A small number of maps do not have scans; for completeness, we have provided the full catalogue with all the maps’ details, omitting image links where scans do not exist.
We hope that, by providing this enhanced service, the maps portal will better meet our users’ diverse needs. However, it is important to note that users should visit BGS’s digital dataset BGS Geology, the GeoReports service or the onshore GeoIndex to access the latest digital vector mapping. The digital vector data in these services can differ significantly from the mostly historical maps presented in the maps portal so the most up-to-date vector data should be consulted for more professional user needs.
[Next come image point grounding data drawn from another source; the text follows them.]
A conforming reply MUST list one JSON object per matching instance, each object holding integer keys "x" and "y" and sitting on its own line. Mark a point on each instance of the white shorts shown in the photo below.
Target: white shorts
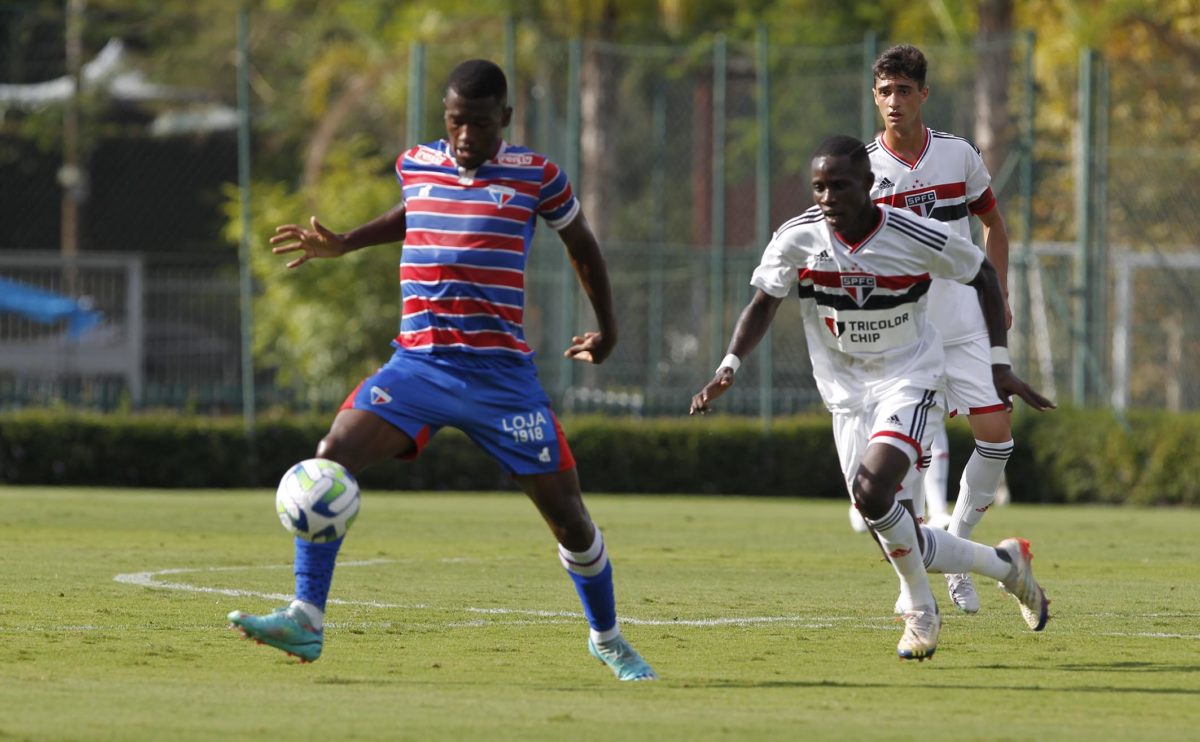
{"x": 901, "y": 420}
{"x": 969, "y": 386}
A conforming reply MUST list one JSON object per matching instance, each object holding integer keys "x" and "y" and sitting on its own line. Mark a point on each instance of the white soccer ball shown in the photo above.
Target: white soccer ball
{"x": 317, "y": 500}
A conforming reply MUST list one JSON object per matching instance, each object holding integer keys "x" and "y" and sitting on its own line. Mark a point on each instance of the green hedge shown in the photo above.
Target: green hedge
{"x": 1061, "y": 456}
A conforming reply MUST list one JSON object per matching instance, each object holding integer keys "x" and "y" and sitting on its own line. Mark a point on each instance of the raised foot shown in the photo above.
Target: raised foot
{"x": 283, "y": 629}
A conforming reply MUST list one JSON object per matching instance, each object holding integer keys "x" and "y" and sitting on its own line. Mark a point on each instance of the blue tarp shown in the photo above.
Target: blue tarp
{"x": 46, "y": 307}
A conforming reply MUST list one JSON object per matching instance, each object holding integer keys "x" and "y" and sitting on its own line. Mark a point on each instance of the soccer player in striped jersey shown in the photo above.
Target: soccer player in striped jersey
{"x": 863, "y": 271}
{"x": 942, "y": 177}
{"x": 467, "y": 217}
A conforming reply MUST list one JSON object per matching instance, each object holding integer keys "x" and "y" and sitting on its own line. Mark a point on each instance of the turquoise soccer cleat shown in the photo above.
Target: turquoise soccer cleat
{"x": 283, "y": 629}
{"x": 623, "y": 659}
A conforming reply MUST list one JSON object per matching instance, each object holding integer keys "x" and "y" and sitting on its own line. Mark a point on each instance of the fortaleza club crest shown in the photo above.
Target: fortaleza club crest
{"x": 858, "y": 286}
{"x": 502, "y": 195}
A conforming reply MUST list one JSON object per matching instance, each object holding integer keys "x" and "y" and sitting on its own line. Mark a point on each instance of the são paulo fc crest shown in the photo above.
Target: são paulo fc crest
{"x": 501, "y": 195}
{"x": 858, "y": 286}
{"x": 921, "y": 203}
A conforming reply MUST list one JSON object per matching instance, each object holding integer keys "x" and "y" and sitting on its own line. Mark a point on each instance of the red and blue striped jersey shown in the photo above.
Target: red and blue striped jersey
{"x": 467, "y": 240}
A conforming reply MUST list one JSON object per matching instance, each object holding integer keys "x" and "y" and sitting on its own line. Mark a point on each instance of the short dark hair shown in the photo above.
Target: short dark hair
{"x": 844, "y": 147}
{"x": 903, "y": 60}
{"x": 479, "y": 78}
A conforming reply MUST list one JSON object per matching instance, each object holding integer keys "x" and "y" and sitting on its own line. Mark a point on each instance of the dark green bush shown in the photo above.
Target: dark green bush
{"x": 1072, "y": 456}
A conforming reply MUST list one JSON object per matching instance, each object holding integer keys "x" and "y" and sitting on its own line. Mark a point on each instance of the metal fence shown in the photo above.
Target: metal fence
{"x": 685, "y": 159}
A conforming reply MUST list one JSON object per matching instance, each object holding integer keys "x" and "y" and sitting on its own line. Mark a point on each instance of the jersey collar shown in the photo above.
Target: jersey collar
{"x": 856, "y": 246}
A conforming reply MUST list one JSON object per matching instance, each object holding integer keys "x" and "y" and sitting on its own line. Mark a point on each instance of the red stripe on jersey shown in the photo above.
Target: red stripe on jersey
{"x": 462, "y": 306}
{"x": 486, "y": 276}
{"x": 435, "y": 207}
{"x": 832, "y": 279}
{"x": 987, "y": 202}
{"x": 431, "y": 238}
{"x": 447, "y": 336}
{"x": 943, "y": 191}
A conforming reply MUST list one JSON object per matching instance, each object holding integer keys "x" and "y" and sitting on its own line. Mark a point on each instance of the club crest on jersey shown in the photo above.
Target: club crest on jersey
{"x": 515, "y": 159}
{"x": 921, "y": 203}
{"x": 858, "y": 286}
{"x": 835, "y": 328}
{"x": 427, "y": 156}
{"x": 501, "y": 195}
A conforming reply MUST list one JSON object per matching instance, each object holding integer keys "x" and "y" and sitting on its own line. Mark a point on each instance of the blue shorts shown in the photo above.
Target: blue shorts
{"x": 499, "y": 405}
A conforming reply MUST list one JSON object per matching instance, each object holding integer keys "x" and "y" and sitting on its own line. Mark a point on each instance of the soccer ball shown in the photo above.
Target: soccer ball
{"x": 317, "y": 500}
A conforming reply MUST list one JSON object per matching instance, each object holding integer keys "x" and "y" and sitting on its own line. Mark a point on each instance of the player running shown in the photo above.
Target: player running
{"x": 943, "y": 177}
{"x": 863, "y": 271}
{"x": 467, "y": 217}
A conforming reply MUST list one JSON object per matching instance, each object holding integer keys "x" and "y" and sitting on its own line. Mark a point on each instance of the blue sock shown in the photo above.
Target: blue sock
{"x": 315, "y": 570}
{"x": 597, "y": 594}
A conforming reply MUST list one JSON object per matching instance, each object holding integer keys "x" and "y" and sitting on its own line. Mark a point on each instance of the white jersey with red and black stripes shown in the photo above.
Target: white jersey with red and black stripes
{"x": 466, "y": 245}
{"x": 948, "y": 181}
{"x": 864, "y": 304}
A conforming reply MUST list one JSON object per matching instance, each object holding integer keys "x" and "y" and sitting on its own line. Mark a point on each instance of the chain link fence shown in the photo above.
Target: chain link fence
{"x": 685, "y": 159}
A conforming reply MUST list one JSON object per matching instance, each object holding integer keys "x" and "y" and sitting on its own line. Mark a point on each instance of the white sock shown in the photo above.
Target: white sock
{"x": 977, "y": 490}
{"x": 316, "y": 616}
{"x": 898, "y": 534}
{"x": 948, "y": 554}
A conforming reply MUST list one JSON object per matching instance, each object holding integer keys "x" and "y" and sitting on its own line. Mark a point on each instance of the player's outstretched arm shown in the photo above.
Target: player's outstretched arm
{"x": 319, "y": 241}
{"x": 749, "y": 330}
{"x": 991, "y": 300}
{"x": 582, "y": 247}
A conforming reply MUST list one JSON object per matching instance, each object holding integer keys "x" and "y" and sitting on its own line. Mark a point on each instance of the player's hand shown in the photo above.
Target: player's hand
{"x": 592, "y": 347}
{"x": 316, "y": 243}
{"x": 713, "y": 389}
{"x": 1008, "y": 383}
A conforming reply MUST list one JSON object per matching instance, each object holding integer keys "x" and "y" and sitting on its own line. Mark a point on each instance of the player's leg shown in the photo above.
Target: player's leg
{"x": 935, "y": 477}
{"x": 898, "y": 434}
{"x": 581, "y": 550}
{"x": 970, "y": 390}
{"x": 370, "y": 428}
{"x": 513, "y": 422}
{"x": 1009, "y": 563}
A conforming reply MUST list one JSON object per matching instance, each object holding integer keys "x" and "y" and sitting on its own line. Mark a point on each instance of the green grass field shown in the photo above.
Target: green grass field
{"x": 767, "y": 618}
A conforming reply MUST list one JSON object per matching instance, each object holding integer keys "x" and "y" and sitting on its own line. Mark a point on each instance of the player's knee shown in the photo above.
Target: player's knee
{"x": 873, "y": 501}
{"x": 334, "y": 448}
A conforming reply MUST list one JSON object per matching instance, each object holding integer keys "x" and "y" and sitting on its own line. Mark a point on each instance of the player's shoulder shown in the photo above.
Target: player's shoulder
{"x": 947, "y": 141}
{"x": 911, "y": 226}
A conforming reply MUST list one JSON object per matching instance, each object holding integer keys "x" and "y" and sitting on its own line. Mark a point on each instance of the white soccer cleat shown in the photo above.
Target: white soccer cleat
{"x": 919, "y": 639}
{"x": 963, "y": 592}
{"x": 1021, "y": 585}
{"x": 856, "y": 520}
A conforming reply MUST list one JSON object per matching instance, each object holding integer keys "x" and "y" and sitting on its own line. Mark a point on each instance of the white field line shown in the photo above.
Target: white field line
{"x": 509, "y": 616}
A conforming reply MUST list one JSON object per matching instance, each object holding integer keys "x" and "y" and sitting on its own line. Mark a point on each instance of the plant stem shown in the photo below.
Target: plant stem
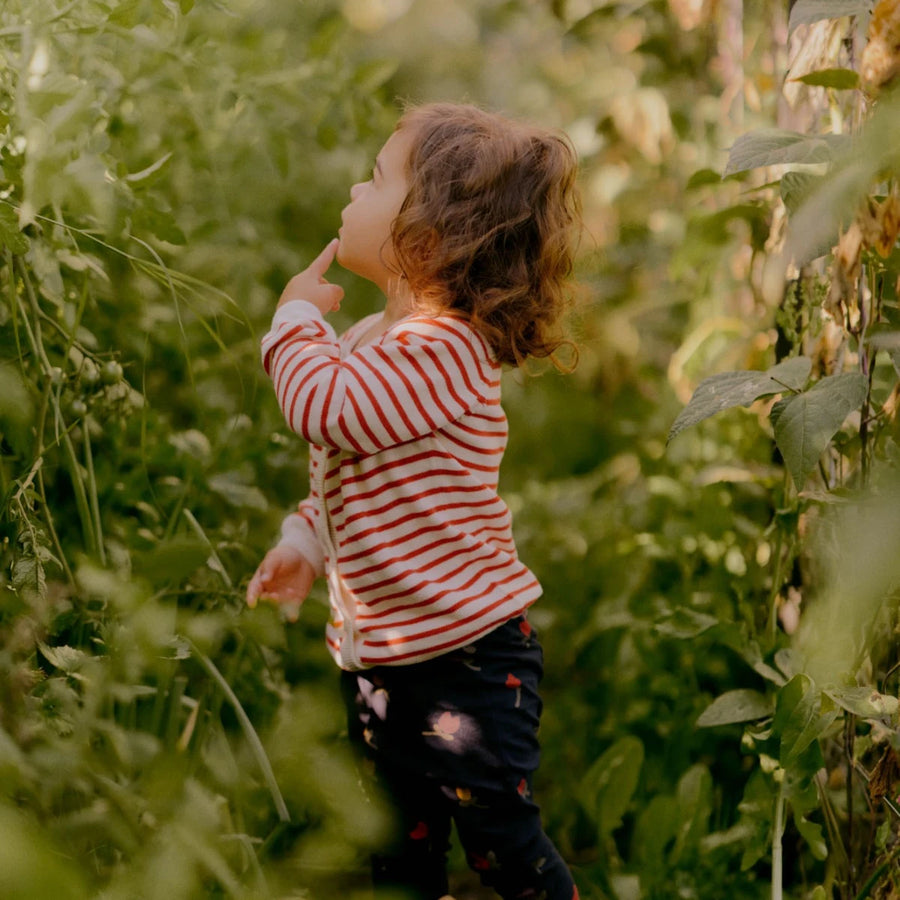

History of geological mapping at BGS
Since BGS’s inception in 1835, our maps have evolved in differing iterations of scale. Initially surveyed and produced at the 1:63 360 (one inch to one mile) scale, the decision was made in the 1850s to carry out geological surveys at the 1:10 560 scale (six inches to one mile). This standard large-scale map scale for recording field-survey information and producing maps continued for much of BGS’s existence and was based primarily on the Ordnance Survey County Sheet lines.
The next major change came in the 1940s, when these ‘County Series’ maps began to be replaced by National Grid sheet line maps. Finally, in the late 1970s, the metric 1:10 000 scale was introduced and became the standard large-scale format for field mapping. A small number of remote areas were mapped and provided at the 1:25 000 scale.
The new 2023 to 2028 BGS Strategy ‘Understanding our Earth’ includes a renewed focus on national mapping, an aim which is supported by the renewal of the BGS Maps Portal.
One of the key science priorities identified in the new BGS Strategy focuses on the provision of geological maps and models and, in particular, ensuring that information about the underlying geology of our country is accessible. The new enhancements to the BGS Maps Portal, particularly the addition of the large-scale 1:10 000 maps and improved search features, very much align with this aim and are a significant step forward in maximising the value of our spatial data.
Dr David Schofield, BGS Director of National and International Geoscience.